“We would like to thank our customers for their patience as we work through global supply chain and logistics challenges,” Tesla said in a statement Saturday. Deliveries of the Model 3 and Y accounted for the overwhelming number of cars shipped.
The results beat an average estimate for deliveries of 223,677 from 12 analysts surveyed by Bloomberg and also surpassed the average projection of 221,952 that Tesla sent to investors. The latest results were higher than than the company’s previous record for 201,250 vehicles in the second quarter.
“With the chip shortage a major overhang on the auto space and logistical issues globally these delivery numbers were “eye popping” and speaks to an EV demand trajectory that looks quite robust for Tesla heading into 4Q and 2022,” said analyst Dan Ives of Wedbush Securities in a note to clients Saturday.
Shares of the EV market leader closed Friday little changed at $775.22. The stock is up less than 10% so far this year and trails the broader S&P 500, which it joined last year.
Tesla’s numbers compare favorably with the rest of the industry, which saw U.S. vehicle sales slump in the latest three-month period due to limits on production from supply chain shortages. General Motors Co., which idled key truck plants in September, took the biggest blow, with sales in its home market dropping by a third in the latest quarter.
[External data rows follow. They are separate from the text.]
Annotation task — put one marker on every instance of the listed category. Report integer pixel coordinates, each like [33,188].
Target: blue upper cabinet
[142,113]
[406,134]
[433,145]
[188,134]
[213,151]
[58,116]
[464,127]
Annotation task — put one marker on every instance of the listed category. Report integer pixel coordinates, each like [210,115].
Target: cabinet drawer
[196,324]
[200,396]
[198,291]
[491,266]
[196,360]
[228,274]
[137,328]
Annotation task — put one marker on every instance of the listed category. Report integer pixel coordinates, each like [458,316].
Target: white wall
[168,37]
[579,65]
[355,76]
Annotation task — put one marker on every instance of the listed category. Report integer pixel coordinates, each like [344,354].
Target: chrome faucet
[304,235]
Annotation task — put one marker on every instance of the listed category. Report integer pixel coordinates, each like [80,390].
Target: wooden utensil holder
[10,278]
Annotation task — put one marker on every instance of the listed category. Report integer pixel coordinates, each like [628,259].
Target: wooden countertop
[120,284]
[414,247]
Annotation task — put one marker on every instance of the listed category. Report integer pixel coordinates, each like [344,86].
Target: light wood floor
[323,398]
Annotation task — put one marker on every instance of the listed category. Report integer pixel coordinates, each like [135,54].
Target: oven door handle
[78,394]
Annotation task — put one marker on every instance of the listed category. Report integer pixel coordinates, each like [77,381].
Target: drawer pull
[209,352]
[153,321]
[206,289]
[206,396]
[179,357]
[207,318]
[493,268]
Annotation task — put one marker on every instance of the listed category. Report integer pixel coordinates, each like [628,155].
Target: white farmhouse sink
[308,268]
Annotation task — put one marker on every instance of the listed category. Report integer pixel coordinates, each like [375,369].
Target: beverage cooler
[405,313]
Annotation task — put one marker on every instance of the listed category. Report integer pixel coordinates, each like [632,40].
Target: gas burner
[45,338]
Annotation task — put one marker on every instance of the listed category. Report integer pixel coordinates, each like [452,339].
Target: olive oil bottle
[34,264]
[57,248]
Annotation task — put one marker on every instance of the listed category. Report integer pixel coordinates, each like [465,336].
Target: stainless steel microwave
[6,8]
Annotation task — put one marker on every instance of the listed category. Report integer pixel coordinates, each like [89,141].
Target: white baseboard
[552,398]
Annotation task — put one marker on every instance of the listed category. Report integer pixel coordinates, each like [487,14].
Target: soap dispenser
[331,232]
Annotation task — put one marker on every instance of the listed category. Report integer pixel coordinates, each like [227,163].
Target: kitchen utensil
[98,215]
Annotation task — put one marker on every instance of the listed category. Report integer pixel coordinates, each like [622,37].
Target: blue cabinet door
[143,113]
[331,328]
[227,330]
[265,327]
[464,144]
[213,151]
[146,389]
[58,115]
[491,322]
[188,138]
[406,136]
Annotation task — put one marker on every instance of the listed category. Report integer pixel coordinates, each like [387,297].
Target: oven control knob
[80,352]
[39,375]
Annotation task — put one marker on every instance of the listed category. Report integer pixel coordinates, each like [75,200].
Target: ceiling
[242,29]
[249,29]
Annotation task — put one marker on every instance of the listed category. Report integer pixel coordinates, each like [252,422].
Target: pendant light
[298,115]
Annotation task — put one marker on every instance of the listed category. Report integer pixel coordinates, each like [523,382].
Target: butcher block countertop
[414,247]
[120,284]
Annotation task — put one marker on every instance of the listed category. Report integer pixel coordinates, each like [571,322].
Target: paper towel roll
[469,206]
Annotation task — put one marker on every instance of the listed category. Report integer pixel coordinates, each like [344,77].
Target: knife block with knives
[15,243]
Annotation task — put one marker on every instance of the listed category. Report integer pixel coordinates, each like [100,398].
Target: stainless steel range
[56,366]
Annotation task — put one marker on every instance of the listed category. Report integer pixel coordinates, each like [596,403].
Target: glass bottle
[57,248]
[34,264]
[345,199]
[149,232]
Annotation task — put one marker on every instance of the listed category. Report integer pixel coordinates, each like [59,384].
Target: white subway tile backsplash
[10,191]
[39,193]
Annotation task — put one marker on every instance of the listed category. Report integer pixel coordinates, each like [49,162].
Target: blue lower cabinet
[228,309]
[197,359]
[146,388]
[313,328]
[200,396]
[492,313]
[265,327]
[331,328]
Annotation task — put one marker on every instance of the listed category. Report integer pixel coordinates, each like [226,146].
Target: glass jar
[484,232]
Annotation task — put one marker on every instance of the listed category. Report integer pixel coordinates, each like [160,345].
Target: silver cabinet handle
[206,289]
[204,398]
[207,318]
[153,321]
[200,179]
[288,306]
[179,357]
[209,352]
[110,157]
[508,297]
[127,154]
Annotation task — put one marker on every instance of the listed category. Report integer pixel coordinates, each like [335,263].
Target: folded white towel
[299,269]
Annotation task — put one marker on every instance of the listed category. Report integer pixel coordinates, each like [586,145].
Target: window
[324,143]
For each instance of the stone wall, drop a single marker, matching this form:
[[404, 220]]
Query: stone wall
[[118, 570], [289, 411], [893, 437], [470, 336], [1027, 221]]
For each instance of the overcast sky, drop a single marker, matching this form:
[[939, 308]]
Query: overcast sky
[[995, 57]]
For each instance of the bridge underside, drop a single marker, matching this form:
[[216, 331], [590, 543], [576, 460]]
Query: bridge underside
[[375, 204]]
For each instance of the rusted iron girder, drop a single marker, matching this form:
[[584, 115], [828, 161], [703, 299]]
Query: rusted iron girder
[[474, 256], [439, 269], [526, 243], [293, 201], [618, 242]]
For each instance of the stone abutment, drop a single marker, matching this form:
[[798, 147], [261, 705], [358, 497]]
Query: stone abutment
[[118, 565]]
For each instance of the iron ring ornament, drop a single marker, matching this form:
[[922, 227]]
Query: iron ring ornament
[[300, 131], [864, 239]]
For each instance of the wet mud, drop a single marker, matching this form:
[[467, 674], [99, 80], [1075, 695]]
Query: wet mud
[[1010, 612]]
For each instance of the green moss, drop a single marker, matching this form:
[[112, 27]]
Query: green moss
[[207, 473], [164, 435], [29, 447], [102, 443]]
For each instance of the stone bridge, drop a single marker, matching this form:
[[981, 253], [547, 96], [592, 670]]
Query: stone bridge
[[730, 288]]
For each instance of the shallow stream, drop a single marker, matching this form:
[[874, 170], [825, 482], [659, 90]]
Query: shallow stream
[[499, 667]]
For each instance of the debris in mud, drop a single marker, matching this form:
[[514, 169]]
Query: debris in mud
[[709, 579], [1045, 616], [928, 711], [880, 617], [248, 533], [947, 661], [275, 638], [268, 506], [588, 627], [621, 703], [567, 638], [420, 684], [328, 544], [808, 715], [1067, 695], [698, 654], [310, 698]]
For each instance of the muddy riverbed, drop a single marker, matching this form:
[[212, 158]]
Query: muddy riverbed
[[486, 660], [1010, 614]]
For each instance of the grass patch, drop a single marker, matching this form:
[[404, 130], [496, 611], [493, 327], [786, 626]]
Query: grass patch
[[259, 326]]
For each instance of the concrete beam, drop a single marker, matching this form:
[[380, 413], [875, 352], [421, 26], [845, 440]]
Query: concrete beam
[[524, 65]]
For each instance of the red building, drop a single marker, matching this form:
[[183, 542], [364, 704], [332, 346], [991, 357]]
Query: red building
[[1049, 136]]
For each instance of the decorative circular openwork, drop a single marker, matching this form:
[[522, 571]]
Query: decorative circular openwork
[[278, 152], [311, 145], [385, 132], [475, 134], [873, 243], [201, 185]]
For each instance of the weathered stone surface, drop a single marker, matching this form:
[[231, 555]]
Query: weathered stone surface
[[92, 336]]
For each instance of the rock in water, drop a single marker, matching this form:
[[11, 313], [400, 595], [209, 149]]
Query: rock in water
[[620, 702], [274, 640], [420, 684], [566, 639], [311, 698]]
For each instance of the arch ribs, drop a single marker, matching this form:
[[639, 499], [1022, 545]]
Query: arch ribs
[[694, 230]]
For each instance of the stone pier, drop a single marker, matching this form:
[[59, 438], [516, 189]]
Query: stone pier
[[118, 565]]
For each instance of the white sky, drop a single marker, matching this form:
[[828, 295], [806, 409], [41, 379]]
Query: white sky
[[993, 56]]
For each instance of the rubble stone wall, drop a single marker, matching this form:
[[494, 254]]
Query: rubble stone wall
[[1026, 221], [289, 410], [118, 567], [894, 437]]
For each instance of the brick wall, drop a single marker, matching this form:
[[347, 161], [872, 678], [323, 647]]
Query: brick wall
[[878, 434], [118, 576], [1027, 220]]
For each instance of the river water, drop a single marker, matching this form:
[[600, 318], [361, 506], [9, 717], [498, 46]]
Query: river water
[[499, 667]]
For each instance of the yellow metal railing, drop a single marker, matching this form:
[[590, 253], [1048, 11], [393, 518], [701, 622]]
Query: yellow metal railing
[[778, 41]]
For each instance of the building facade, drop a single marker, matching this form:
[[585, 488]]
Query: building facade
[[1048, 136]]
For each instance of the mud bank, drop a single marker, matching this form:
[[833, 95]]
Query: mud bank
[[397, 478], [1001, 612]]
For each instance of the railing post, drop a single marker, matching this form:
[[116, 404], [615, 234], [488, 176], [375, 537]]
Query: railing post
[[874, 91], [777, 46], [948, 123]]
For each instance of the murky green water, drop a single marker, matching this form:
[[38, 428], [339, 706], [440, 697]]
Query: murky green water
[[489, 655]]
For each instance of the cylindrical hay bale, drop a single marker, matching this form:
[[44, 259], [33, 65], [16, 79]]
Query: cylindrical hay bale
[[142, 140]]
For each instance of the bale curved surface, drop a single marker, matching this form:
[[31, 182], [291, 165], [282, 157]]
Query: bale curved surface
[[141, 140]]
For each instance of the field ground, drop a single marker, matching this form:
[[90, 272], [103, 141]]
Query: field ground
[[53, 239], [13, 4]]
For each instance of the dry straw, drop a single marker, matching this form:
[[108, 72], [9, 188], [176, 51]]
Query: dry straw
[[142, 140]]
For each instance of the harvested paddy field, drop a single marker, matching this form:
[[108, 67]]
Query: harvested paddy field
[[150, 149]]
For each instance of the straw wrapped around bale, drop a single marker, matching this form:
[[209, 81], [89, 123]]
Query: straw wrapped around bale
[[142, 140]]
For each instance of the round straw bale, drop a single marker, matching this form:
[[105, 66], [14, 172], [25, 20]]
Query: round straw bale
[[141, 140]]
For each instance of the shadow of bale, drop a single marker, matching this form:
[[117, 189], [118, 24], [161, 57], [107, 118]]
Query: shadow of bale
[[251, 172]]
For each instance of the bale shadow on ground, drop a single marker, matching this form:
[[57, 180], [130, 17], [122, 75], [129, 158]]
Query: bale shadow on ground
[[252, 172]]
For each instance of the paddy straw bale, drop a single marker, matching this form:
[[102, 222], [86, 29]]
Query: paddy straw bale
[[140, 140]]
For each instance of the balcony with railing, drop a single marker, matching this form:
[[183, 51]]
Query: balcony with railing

Tesla doesn’t break out sales by geography, but the U.S. and China are its largest markets. Tesla currently makes the Model S, X, 3 and Y at its factory in Fremont, California, and the Model 3 and Y at its plant in Shanghai. More than 96% of sales this quarter were of the Model 3 and Y.
New plants are close to completion in Austin, Texas and Berlin. For the first time, Tesla’s dateline for the production and delivery release said “Austin,” and Tesla will hold its annual shareholder meeting from the Austin factory on Thursday. Martin Viecha, Tesla’s head of investor relations, did not respond when asked if Tesla has moved its corporate headquarters to Austin.